While generalizing models might help decrease bias, it is not a fix-all. With African American patients three-times more likely to die from COVID-19 than Caucasian patients, an algorithm trained on a mixed-race group may fail to accurately predict prognoses for either group. Scientists must integrate how social determinants of health—including ethnicity, race, and socioeconomic status—play a role in disease manifestation and prognosis. “While we haven’t explicitly explored these factors with our methodology and platform yet, it is definitely something we want to look at,” Madabhushi said, who is of the strong belief that scientists need to get away from the idea that “one model fits all.” In fact, Madabhushi and Hiremath have compared the accuracy of models specific to different ethnic groups for breast, uterine, and prostate cancer—in each case, the model designed for the subpopulation yielded more accurate predictions than a more general model. Madabhushi expresses hope that “[scientists] will get to the point where there is a buffet of models and a physician can selectively invoke a model based on the ethnicity or other attributes of their patient. Otherwise, we are doing a disservice to underrepresented populations.”

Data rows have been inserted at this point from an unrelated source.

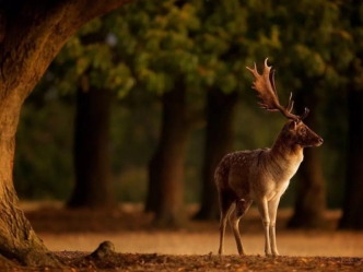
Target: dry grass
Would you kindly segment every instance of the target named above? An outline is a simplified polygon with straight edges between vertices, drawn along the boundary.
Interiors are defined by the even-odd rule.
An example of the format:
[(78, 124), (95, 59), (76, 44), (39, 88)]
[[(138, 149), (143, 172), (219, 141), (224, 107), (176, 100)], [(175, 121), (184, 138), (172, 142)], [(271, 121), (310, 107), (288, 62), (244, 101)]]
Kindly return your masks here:
[[(157, 230), (151, 215), (141, 206), (122, 205), (116, 211), (66, 211), (61, 203), (26, 203), (27, 217), (45, 245), (54, 251), (92, 251), (103, 240), (112, 240), (118, 252), (161, 255), (216, 253), (218, 222), (190, 223), (178, 230)], [(363, 257), (363, 232), (338, 232), (333, 225), (339, 211), (327, 212), (331, 228), (286, 230), (291, 210), (279, 211), (278, 246), (281, 255), (300, 257)], [(264, 255), (264, 233), (258, 212), (251, 209), (241, 221), (244, 247), (248, 253)], [(236, 255), (234, 238), (227, 230), (225, 253)]]

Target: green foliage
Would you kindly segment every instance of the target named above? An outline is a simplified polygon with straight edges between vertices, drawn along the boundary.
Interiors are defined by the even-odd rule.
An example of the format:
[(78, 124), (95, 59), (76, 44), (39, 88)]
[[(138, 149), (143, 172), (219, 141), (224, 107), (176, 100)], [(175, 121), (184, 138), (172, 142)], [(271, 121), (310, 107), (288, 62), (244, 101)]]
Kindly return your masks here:
[[(363, 13), (363, 4), (360, 7)], [(130, 185), (136, 182), (134, 179), (147, 178), (145, 175), (134, 178), (122, 175), (122, 170), (130, 168), (128, 173), (133, 173), (138, 172), (133, 169), (145, 167), (156, 144), (160, 105), (155, 97), (171, 91), (182, 78), (188, 88), (191, 109), (202, 109), (206, 92), (211, 86), (225, 93), (238, 92), (243, 106), (237, 114), (236, 147), (270, 146), (282, 127), (282, 119), (257, 108), (255, 93), (250, 90), (251, 75), (245, 69), (254, 61), (259, 64), (269, 57), (269, 64), (277, 69), (282, 104), (290, 92), (297, 94), (303, 90), (318, 94), (320, 107), (314, 111), (318, 113), (321, 135), (327, 139), (321, 157), (325, 175), (333, 188), (337, 180), (341, 182), (343, 179), (344, 169), (337, 166), (344, 164), (348, 80), (353, 78), (363, 90), (363, 69), (356, 57), (363, 46), (363, 29), (351, 25), (347, 16), (349, 9), (350, 2), (332, 0), (303, 0), (297, 4), (286, 0), (134, 1), (94, 20), (69, 39), (50, 66), (48, 83), (51, 86), (44, 88), (69, 96), (79, 86), (87, 90), (93, 85), (112, 90), (122, 98), (120, 108), (113, 111), (113, 167), (117, 177), (130, 177), (126, 181)], [(358, 71), (355, 74), (349, 73), (351, 66)], [(316, 82), (316, 87), (306, 90), (307, 81)], [(39, 133), (46, 130), (40, 123), (47, 122), (46, 117), (51, 116), (50, 105), (54, 104), (26, 107), (21, 126), (30, 127), (26, 125), (27, 115), (38, 110), (36, 115), (32, 114), (36, 120), (34, 126), (39, 128)], [(68, 106), (59, 104), (54, 107)], [(57, 108), (59, 113), (63, 113), (60, 108)], [(70, 131), (67, 121), (59, 120), (58, 126), (48, 129), (47, 133), (54, 139), (56, 132), (66, 138), (66, 131)], [(16, 159), (24, 162), (16, 161), (15, 166), (22, 168), (15, 169), (16, 179), (46, 184), (46, 178), (40, 177), (44, 164), (46, 170), (42, 175), (54, 180), (63, 179), (68, 186), (71, 175), (70, 168), (66, 168), (71, 165), (70, 158), (58, 158), (65, 159), (62, 163), (56, 161), (55, 150), (48, 146), (42, 149), (48, 159), (37, 163), (33, 157), (37, 152), (33, 147), (37, 146), (36, 141), (40, 144), (42, 141), (25, 137), (28, 132), (22, 128)], [(200, 134), (202, 131), (197, 132), (191, 143), (187, 162), (187, 184), (194, 192), (199, 190), (196, 185), (201, 162), (192, 152), (202, 152)], [(42, 139), (40, 135), (34, 138)], [(25, 141), (32, 145), (26, 147), (30, 151), (22, 146)], [(71, 147), (68, 145), (63, 150)], [(57, 175), (48, 173), (50, 169), (57, 169)], [(59, 174), (60, 170), (68, 177)], [(127, 186), (117, 184), (117, 187), (127, 190)], [(333, 194), (335, 189), (328, 189)], [(63, 192), (57, 193), (65, 196)], [(188, 201), (195, 198), (194, 193), (189, 196)]]

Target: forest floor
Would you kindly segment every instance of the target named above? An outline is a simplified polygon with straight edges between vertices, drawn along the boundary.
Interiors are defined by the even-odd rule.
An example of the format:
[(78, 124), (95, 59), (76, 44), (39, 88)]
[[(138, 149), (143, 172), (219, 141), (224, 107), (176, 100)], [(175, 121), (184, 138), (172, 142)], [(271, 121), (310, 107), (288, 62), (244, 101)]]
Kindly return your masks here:
[[(363, 271), (363, 232), (336, 230), (339, 211), (327, 212), (326, 229), (291, 230), (284, 227), (291, 210), (280, 210), (277, 240), (282, 256), (266, 258), (262, 225), (251, 209), (239, 223), (248, 256), (237, 256), (227, 227), (225, 256), (220, 258), (218, 222), (159, 229), (139, 205), (113, 211), (65, 210), (61, 203), (22, 208), (37, 235), (65, 263), (47, 271)], [(115, 245), (116, 253), (86, 257), (105, 240)]]

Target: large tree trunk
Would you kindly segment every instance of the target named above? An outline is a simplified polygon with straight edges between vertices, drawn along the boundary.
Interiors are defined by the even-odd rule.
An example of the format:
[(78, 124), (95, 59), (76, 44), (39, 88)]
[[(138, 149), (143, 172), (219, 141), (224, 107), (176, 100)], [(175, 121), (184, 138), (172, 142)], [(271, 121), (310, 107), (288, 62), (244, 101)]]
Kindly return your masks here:
[[(309, 91), (300, 93), (296, 98), (296, 110), (303, 113), (304, 106), (309, 105), (312, 110), (304, 122), (316, 130), (318, 128), (316, 120), (318, 97), (313, 90), (317, 84), (313, 80), (305, 80), (304, 82)], [(308, 84), (312, 87), (308, 87)], [(306, 147), (304, 150), (304, 161), (296, 174), (298, 178), (297, 193), (294, 214), (288, 222), (289, 227), (316, 228), (324, 227), (326, 223), (326, 187), (318, 152), (319, 149), (317, 147)]]
[(218, 220), (220, 214), (214, 172), (222, 157), (233, 150), (233, 115), (237, 93), (210, 90), (207, 94), (207, 129), (202, 168), (201, 208), (196, 220)]
[[(361, 16), (362, 2), (353, 0), (348, 15), (351, 20), (351, 27), (360, 35), (360, 27), (363, 25)], [(362, 73), (363, 50), (358, 45), (356, 59), (351, 64), (349, 74)], [(360, 63), (358, 66), (358, 63)], [(340, 220), (340, 228), (363, 229), (363, 123), (362, 105), (363, 90), (350, 76), (348, 85), (348, 155), (346, 174), (346, 193), (343, 200), (343, 215)]]
[(27, 265), (59, 265), (19, 209), (13, 187), (21, 106), (66, 40), (127, 1), (2, 1), (0, 4), (0, 255)]
[(363, 92), (349, 88), (348, 159), (340, 228), (363, 229)]
[(184, 214), (184, 164), (190, 126), (186, 117), (186, 90), (177, 84), (163, 95), (162, 133), (149, 165), (147, 211), (161, 226), (179, 226)]
[(0, 108), (0, 253), (28, 265), (57, 265), (19, 208), (12, 175), (20, 100), (7, 102)]
[(108, 90), (91, 87), (77, 92), (74, 128), (75, 188), (70, 208), (109, 208), (115, 204), (109, 157)]

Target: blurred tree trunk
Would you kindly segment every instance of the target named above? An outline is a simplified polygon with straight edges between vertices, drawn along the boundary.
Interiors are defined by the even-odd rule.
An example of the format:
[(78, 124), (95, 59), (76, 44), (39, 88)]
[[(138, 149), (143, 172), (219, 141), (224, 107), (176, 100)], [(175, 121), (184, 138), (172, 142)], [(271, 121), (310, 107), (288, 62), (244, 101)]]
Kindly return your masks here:
[(363, 229), (363, 92), (349, 88), (348, 159), (343, 215), (340, 228)]
[[(361, 37), (363, 19), (360, 11), (362, 2), (352, 1), (348, 7), (347, 16), (351, 20), (353, 35)], [(354, 37), (353, 37), (354, 38)], [(356, 45), (356, 58), (352, 61), (348, 84), (348, 155), (346, 174), (346, 193), (343, 200), (343, 215), (339, 222), (340, 228), (363, 229), (363, 123), (362, 105), (363, 90), (355, 76), (362, 74), (363, 50)]]
[(21, 107), (66, 40), (84, 23), (127, 1), (2, 1), (0, 4), (0, 256), (24, 265), (59, 267), (37, 237), (13, 186)]
[(207, 129), (202, 168), (201, 208), (196, 220), (218, 220), (219, 199), (214, 172), (222, 157), (233, 150), (233, 115), (237, 93), (212, 88), (207, 94)]
[(184, 84), (163, 94), (162, 131), (149, 165), (145, 210), (155, 212), (155, 223), (161, 226), (179, 226), (185, 220), (184, 164), (190, 135), (185, 96)]
[[(304, 88), (295, 99), (296, 113), (303, 113), (308, 105), (311, 111), (304, 122), (307, 127), (317, 132), (317, 106), (319, 104), (316, 88), (317, 80), (305, 79)], [(319, 147), (306, 147), (304, 161), (297, 170), (297, 193), (294, 206), (294, 214), (288, 222), (288, 227), (323, 227), (326, 223), (324, 214), (326, 210), (326, 187), (323, 177)]]
[(108, 90), (78, 88), (74, 122), (75, 187), (68, 202), (70, 208), (109, 208), (115, 194), (109, 155)]

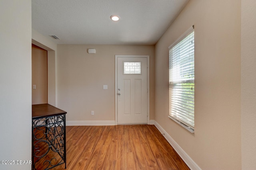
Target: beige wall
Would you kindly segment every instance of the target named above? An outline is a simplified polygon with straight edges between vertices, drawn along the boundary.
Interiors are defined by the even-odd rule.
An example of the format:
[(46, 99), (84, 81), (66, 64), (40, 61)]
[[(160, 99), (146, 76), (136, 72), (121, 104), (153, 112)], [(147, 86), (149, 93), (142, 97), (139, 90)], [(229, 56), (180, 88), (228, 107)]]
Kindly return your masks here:
[[(31, 160), (31, 1), (0, 2), (0, 160)], [(1, 170), (30, 164), (0, 164)]]
[(47, 51), (32, 44), (32, 104), (48, 103)]
[(256, 1), (242, 1), (241, 132), (243, 170), (256, 169)]
[[(115, 120), (116, 55), (150, 56), (150, 119), (154, 119), (154, 47), (58, 45), (58, 107), (67, 111), (67, 121)], [(88, 48), (96, 53), (88, 54)], [(103, 90), (105, 84), (108, 90)]]
[(32, 29), (32, 43), (48, 52), (48, 104), (57, 106), (57, 44), (51, 39)]
[[(240, 169), (241, 1), (190, 0), (156, 45), (155, 119), (203, 170)], [(168, 118), (168, 47), (195, 25), (195, 133)]]

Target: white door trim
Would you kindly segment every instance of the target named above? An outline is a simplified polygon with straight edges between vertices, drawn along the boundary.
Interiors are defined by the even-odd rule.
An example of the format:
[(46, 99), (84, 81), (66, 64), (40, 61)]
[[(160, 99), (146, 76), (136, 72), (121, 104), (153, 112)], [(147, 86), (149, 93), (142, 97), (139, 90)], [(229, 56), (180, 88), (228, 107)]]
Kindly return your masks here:
[(148, 95), (147, 95), (147, 123), (149, 124), (150, 120), (150, 86), (149, 86), (149, 55), (115, 55), (115, 123), (117, 125), (117, 58), (118, 57), (136, 57), (147, 58), (147, 71), (148, 77)]

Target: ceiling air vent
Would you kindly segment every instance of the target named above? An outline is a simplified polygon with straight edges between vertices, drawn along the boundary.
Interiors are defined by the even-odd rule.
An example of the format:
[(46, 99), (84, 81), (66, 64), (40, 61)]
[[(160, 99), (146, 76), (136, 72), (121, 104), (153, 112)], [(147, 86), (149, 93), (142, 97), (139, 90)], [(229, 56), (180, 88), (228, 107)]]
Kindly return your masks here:
[(56, 36), (56, 35), (49, 35), (49, 36), (50, 36), (52, 38), (53, 38), (54, 39), (60, 39), (57, 36)]

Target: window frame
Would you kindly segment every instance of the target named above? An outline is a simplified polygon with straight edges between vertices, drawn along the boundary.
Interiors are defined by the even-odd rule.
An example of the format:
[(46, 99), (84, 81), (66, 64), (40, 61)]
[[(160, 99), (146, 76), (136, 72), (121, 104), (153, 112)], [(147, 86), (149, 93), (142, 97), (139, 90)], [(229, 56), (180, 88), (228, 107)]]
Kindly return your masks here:
[[(180, 43), (180, 42), (182, 42), (182, 41), (183, 41), (185, 39), (186, 39), (186, 38), (187, 38), (187, 37), (189, 35), (190, 35), (192, 33), (193, 33), (193, 38), (194, 39), (194, 41), (193, 41), (193, 50), (192, 51), (193, 52), (193, 57), (187, 57), (186, 56), (186, 59), (187, 58), (192, 58), (193, 59), (193, 61), (192, 61), (192, 63), (194, 63), (193, 64), (191, 64), (191, 65), (193, 65), (193, 72), (192, 73), (192, 76), (191, 77), (189, 77), (188, 80), (184, 80), (184, 79), (182, 79), (182, 78), (181, 78), (181, 77), (182, 76), (181, 76), (181, 74), (180, 72), (179, 72), (179, 73), (178, 74), (178, 77), (180, 77), (179, 78), (179, 79), (175, 79), (175, 80), (174, 80), (174, 78), (170, 74), (171, 74), (170, 72), (172, 72), (173, 71), (173, 70), (171, 70), (171, 64), (172, 64), (172, 61), (174, 60), (174, 58), (171, 58), (171, 56), (170, 56), (171, 55), (171, 53), (170, 53), (170, 52), (171, 51), (172, 49), (174, 47), (175, 47), (175, 46), (178, 44), (179, 43)], [(174, 43), (173, 43), (171, 45), (170, 45), (169, 47), (169, 115), (168, 115), (168, 117), (169, 118), (170, 118), (171, 119), (172, 119), (172, 120), (174, 120), (174, 121), (175, 121), (178, 124), (179, 124), (179, 125), (181, 125), (182, 127), (184, 127), (184, 128), (185, 128), (186, 129), (187, 129), (187, 130), (188, 130), (189, 131), (190, 131), (190, 132), (191, 132), (191, 133), (194, 133), (194, 25), (193, 25), (191, 27), (190, 27), (188, 29), (188, 30), (187, 30), (185, 33), (184, 33), (181, 36), (180, 36), (176, 41), (174, 41)], [(189, 50), (189, 51), (190, 51), (190, 49)], [(189, 54), (190, 54), (190, 53), (189, 53)], [(173, 55), (172, 56), (172, 57), (173, 57)], [(178, 55), (178, 57), (179, 57), (179, 61), (180, 61), (180, 58), (179, 58), (180, 57), (180, 55), (179, 54)], [(171, 61), (172, 60), (172, 61)], [(190, 71), (191, 71), (191, 70), (190, 70)], [(171, 80), (173, 80), (173, 81), (171, 81)], [(190, 93), (189, 92), (188, 93), (190, 94), (189, 95), (190, 95), (190, 94), (192, 94), (192, 93), (193, 93), (193, 98), (192, 98), (192, 103), (193, 103), (193, 108), (192, 111), (189, 111), (188, 112), (186, 112), (186, 113), (184, 113), (184, 115), (186, 115), (188, 117), (188, 118), (187, 117), (186, 119), (188, 119), (188, 121), (184, 121), (183, 120), (184, 120), (183, 119), (183, 120), (182, 120), (182, 117), (181, 117), (179, 116), (179, 115), (180, 115), (180, 114), (179, 114), (179, 113), (174, 113), (174, 112), (175, 112), (175, 110), (177, 110), (178, 109), (179, 109), (179, 108), (178, 109), (177, 108), (174, 108), (174, 107), (175, 107), (176, 106), (176, 107), (177, 107), (177, 105), (176, 104), (175, 104), (175, 103), (178, 103), (178, 102), (176, 102), (176, 99), (174, 99), (174, 100), (173, 99), (172, 99), (172, 96), (173, 96), (173, 94), (174, 93), (176, 94), (176, 93), (178, 94), (178, 95), (174, 95), (174, 96), (180, 96), (181, 95), (181, 94), (182, 94), (182, 93), (183, 93), (183, 92), (178, 92), (177, 93), (176, 93), (176, 92), (173, 92), (173, 91), (174, 90), (174, 91), (175, 91), (175, 90), (176, 91), (178, 91), (177, 90), (177, 88), (174, 88), (174, 84), (183, 84), (183, 83), (188, 83), (188, 84), (193, 84), (193, 87), (191, 89), (191, 90), (192, 90), (190, 92)], [(186, 86), (187, 86), (187, 85), (186, 85)], [(174, 85), (175, 86), (175, 85)], [(184, 86), (185, 86), (185, 85), (184, 84), (183, 85), (182, 85), (181, 86), (182, 86), (182, 89), (183, 89), (183, 87)], [(191, 86), (192, 87), (192, 86)], [(171, 91), (171, 90), (172, 90), (172, 91)], [(181, 91), (182, 91), (182, 90), (180, 90)], [(176, 96), (175, 96), (176, 95)], [(179, 96), (180, 95), (180, 96)], [(176, 98), (175, 98), (176, 99)], [(180, 100), (182, 100), (182, 101), (184, 102), (184, 99), (181, 99), (180, 100), (179, 100), (179, 102)], [(192, 100), (191, 100), (192, 101)], [(190, 103), (188, 104), (188, 103), (187, 102), (187, 104), (186, 104), (186, 105), (190, 105)], [(184, 106), (182, 106), (182, 107), (182, 107), (182, 109), (184, 109), (185, 108), (185, 107)], [(173, 109), (173, 108), (174, 108), (174, 109)], [(191, 112), (190, 112), (190, 111), (191, 111)], [(193, 117), (192, 117), (192, 116), (191, 117), (190, 117), (190, 115), (192, 115), (191, 114), (192, 114), (192, 113), (193, 113)], [(191, 122), (193, 122), (193, 123), (190, 123), (190, 121)]]

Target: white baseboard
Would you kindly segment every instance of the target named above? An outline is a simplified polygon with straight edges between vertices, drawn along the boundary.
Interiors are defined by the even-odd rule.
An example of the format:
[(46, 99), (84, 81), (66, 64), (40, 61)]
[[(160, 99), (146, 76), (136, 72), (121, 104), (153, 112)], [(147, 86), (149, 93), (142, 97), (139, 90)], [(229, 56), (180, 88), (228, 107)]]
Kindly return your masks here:
[(115, 121), (66, 121), (66, 126), (107, 126), (115, 125)]
[(155, 126), (159, 130), (161, 133), (164, 133), (164, 137), (176, 152), (184, 161), (185, 163), (190, 168), (191, 170), (202, 170), (200, 167), (183, 150), (182, 148), (173, 140), (172, 137), (156, 121), (154, 121)]

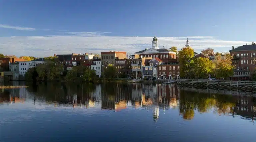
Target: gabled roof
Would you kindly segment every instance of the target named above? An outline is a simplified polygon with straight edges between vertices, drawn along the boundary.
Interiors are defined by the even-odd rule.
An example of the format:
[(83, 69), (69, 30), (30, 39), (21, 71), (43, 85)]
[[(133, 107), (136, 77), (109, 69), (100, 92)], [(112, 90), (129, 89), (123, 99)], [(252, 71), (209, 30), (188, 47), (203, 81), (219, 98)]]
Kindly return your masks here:
[(157, 61), (158, 61), (158, 62), (163, 62), (163, 61), (161, 60), (161, 59), (159, 59), (159, 58), (156, 58), (156, 57), (155, 57), (155, 58), (153, 58), (150, 61), (148, 61), (148, 62), (149, 62), (151, 61), (152, 61), (152, 60), (153, 60), (154, 59), (155, 59), (155, 60), (156, 60)]
[(253, 50), (256, 50), (256, 45), (244, 45), (243, 46), (240, 46), (234, 49), (230, 50), (229, 51), (244, 51)]
[(45, 61), (45, 60), (44, 58), (38, 58), (31, 61)]
[(60, 61), (69, 61), (71, 60), (71, 56), (72, 54), (63, 54), (57, 55), (56, 56), (58, 56)]
[(145, 52), (145, 51), (146, 51), (146, 50), (147, 50), (147, 49), (144, 49), (144, 50), (142, 50), (141, 51), (139, 51), (138, 52), (135, 52), (134, 53), (135, 53), (135, 54), (136, 53), (142, 53)]
[(160, 49), (157, 49), (156, 50), (157, 50), (157, 51), (158, 51), (159, 52), (172, 52), (167, 49), (166, 49), (165, 48), (161, 48)]

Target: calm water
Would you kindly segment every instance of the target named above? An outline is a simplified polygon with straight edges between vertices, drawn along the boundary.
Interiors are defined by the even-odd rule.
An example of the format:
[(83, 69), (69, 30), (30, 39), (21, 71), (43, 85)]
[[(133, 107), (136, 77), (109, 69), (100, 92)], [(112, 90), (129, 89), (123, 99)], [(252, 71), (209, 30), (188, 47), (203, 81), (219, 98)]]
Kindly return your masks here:
[(53, 83), (2, 89), (0, 141), (256, 141), (256, 98), (187, 89)]

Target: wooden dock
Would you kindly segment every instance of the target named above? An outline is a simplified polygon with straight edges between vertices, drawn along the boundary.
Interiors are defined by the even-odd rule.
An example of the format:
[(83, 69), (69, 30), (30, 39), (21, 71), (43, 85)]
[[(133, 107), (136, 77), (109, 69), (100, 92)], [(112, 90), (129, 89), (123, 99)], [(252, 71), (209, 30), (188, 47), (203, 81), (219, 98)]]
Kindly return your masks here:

In theory, the future of AI in healthcare seems clear: scientists must identify differences among populations and incorporate them into increasingly specific algorithms to minimize bias. But its implementation remains challenging: one of the biggest hindrances scientists face is a lack of data from underrepresented populations. Until this data can become readily available via drastic institutional and structural change, it is up to scientists like Hiremath “to improve the current prediction models in a step-by-step manner, improve the biases that are involved, and create a usable product.”

As AI becomes increasingly ubiquitous in healthcare, there are fears that biased and over-generalized algorithms are being put into practice faster than refined and population-specialized algorithms are being created. We must remember that the personalized aspect of medicine—the conversations, interactions, and human observations—are just as, if not more, important than an algorithm’s score. AI can be a fantastic passenger-seat navigator to a physician driver. But society must be careful not to let AI take the wheel, lest the tool meant to improve patients’ survival endangers it instead.